その瞬間、数万人の群衆が水を打ったように静まり返った。
「……皆さんも、あの凄惨な映像を見たはずです」
よく通る、腹の底に響くような声。
「国内最大の暴力団トップが、アメリカ大使館の門扉にすがりつき、命乞いをしながら死んでいった。そしてその背後には、我々の国の血税と資源を吸い上げる巨大なシステムが存在していた」
新は群衆を、そしてテレビカメラの向こうにいる全群衆を真っ直ぐに見据えた。
「今の自由民社党は、完全に腐りきっています」
与党の公認候補が、自らの党を真っ向から否定した瞬間だった。
控室のモニターで見ていた小金井幹事長が「狂ったか!」と頭を抱えるが、もはや新を止めることは誰にもできない。
3. 独立国としての誇り
「アメリカの影に怯え、暴力団と裏でつるみ、自らの権力だけを肥え太らせる。……これが、戦後100年を迎えようとする『独立国』の姿か。情けない限りだ!」
新の言葉には、30年前に同じように国を憂い、そして国民に拒絶されて敗北した「佐野源助」としての魂の叫びが込められていた。

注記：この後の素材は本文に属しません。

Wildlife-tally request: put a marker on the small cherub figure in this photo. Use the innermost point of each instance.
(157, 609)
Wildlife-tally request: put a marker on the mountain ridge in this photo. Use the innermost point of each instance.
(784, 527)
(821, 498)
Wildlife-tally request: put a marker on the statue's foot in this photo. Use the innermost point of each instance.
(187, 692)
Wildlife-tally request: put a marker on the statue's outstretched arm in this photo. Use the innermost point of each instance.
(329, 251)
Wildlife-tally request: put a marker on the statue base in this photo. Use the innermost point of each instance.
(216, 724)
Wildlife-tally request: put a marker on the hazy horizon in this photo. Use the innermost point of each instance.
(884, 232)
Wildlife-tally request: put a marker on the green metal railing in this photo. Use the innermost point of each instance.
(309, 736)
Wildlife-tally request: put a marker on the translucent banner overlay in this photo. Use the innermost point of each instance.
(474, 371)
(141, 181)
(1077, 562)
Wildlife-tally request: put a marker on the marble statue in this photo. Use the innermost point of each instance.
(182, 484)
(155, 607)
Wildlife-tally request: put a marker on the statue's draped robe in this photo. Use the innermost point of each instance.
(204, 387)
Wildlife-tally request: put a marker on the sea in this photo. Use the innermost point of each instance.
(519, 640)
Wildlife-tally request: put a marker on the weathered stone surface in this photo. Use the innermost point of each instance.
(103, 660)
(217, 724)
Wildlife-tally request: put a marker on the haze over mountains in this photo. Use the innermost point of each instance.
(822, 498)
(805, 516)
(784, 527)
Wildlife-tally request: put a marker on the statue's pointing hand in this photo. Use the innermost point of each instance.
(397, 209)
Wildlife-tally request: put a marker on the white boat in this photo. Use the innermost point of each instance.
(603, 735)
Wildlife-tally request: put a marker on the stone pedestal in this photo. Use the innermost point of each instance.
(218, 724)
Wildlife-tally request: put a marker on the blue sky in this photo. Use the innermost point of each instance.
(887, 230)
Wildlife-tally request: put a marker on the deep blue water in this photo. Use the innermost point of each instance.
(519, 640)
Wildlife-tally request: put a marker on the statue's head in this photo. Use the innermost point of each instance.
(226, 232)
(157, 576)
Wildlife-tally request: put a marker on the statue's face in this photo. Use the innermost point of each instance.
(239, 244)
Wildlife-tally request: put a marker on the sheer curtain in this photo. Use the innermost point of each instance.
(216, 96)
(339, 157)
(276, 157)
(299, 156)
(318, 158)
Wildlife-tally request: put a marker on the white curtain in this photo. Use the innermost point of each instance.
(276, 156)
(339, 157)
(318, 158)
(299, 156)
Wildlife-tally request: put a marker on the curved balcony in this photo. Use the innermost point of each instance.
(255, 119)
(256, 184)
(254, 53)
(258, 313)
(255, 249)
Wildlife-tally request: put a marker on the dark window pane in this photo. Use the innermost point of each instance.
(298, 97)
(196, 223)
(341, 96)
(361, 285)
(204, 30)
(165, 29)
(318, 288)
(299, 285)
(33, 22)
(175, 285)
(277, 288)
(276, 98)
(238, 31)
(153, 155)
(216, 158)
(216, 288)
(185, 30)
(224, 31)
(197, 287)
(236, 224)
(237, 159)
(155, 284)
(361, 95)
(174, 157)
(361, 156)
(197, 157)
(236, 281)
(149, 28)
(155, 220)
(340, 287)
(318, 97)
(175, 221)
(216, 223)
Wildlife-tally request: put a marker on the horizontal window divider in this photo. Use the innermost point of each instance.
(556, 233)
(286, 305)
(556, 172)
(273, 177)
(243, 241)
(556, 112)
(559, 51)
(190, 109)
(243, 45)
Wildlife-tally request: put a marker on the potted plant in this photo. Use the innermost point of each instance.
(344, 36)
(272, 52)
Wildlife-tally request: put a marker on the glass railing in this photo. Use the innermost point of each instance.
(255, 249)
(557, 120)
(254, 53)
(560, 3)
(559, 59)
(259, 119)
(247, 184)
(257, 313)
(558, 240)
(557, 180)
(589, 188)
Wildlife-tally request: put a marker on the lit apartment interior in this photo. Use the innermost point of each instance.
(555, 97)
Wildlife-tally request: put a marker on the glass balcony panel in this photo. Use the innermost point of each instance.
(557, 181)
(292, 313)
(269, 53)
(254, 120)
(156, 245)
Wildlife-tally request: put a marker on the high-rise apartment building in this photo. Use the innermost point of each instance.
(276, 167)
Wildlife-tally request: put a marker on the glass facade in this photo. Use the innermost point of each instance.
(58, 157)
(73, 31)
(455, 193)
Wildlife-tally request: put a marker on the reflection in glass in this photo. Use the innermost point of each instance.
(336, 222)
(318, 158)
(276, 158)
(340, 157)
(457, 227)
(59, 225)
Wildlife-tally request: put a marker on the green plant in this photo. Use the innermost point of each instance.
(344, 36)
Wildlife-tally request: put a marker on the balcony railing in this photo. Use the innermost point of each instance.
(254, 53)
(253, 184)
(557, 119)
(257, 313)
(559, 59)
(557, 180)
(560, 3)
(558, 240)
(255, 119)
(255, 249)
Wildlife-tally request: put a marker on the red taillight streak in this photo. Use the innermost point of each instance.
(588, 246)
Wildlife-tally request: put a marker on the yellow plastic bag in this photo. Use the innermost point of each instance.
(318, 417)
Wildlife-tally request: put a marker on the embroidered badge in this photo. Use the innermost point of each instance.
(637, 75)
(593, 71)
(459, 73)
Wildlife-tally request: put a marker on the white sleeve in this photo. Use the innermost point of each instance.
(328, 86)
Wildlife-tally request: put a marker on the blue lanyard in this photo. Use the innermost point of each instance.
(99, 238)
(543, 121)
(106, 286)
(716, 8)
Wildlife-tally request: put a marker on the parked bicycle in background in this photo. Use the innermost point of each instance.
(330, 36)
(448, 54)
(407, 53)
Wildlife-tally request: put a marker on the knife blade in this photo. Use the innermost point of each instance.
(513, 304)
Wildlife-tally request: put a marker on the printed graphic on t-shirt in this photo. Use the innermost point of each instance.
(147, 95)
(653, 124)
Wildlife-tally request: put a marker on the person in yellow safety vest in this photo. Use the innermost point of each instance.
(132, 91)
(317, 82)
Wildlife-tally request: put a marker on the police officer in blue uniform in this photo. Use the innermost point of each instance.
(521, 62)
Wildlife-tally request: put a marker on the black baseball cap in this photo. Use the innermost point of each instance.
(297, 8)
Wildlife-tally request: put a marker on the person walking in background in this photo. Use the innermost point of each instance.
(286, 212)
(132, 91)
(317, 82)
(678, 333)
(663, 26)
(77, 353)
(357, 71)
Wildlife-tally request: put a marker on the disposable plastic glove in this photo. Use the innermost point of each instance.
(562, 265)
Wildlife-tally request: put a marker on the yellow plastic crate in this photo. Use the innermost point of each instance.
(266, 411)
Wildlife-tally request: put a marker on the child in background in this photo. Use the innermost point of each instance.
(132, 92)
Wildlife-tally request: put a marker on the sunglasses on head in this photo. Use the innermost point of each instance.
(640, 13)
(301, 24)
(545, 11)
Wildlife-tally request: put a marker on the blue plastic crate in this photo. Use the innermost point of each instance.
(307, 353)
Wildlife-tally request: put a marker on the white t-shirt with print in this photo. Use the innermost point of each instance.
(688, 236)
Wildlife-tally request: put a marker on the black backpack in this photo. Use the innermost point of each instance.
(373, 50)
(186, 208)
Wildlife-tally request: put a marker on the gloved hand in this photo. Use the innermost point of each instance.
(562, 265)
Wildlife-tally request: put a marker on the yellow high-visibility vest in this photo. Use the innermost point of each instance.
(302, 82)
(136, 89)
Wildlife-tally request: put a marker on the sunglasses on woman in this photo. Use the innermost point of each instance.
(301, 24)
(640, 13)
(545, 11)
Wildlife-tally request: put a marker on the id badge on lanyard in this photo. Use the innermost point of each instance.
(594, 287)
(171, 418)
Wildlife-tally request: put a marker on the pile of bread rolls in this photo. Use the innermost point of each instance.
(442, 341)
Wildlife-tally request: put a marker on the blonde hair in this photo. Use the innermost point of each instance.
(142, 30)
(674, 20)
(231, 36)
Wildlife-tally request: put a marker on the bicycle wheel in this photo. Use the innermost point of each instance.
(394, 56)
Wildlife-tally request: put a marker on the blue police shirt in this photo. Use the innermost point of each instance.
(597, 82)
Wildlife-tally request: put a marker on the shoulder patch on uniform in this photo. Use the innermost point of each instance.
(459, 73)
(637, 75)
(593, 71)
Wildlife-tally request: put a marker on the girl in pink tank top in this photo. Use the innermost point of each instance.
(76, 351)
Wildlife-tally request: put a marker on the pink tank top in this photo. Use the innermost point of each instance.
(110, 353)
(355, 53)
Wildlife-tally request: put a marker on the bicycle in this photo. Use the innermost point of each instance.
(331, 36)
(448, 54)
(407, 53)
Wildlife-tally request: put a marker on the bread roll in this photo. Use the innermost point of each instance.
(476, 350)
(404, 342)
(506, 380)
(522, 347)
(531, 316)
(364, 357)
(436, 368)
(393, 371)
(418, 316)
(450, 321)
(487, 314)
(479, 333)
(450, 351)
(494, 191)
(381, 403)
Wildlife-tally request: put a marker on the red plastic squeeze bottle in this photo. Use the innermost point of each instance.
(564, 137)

「私たちは、見えない首輪をつけられたまま、飼い主の顔色を窺って生きている。命の危険すら、他国のご機嫌取りのためのカードに使われる。……皆さん、本当にこのままでいいのですか!」
『このままでいいのですか』。
その問いかけは、人々の心の奥底に眠っていた「国家としてのプライド」に火を点けた。群衆の中から、怒りと共感の入り混じったどよめきが波のように広がる。
4. 破壊と創造の約束
新は拳を固く握り、声を一段と張り上げた。
「私は、変えてみせます。この国の歪んだ構造を、根底から叩き壊す」
夜空に響き渡る声は、もはや一人の青年のものではなかった。それは、国家の命運を背負う怪物の咆哮だった。
「自由民社党が、アメリカの犬から抜け出せず、自浄作用すら持たないというのであれば――私が、この手で党を内部から破壊し、全く新しい党を作り変える!」
ウオォォォォォォォッ!!
数万人の群衆から、地鳴りのような大歓声が沸き起こった。
それは、既存の政治への絶望が、九条新という一個の「希望」へと反転した瞬間の爆発だった。
スマホを掲げる若者たち、涙を流して拍手をする老人たち。熱狂の渦の中心で、新は冷徹な頭脳の片隅で確信していた。
(……勝った。これで私は、ただの新人議員ではなく、「国を変える劇薬」としての権力を手にする)
裏で暗躍する「名も知らぬ暗殺者」が暴き出した巨大な悪を、新は完璧に自分の「政治的エネルギー」へと変換してみせたのだ。
選挙戦最終日。トウキョウの夜空に、新たな時代の始まりを告げる熱狂がいつまでも鳴り響いていた。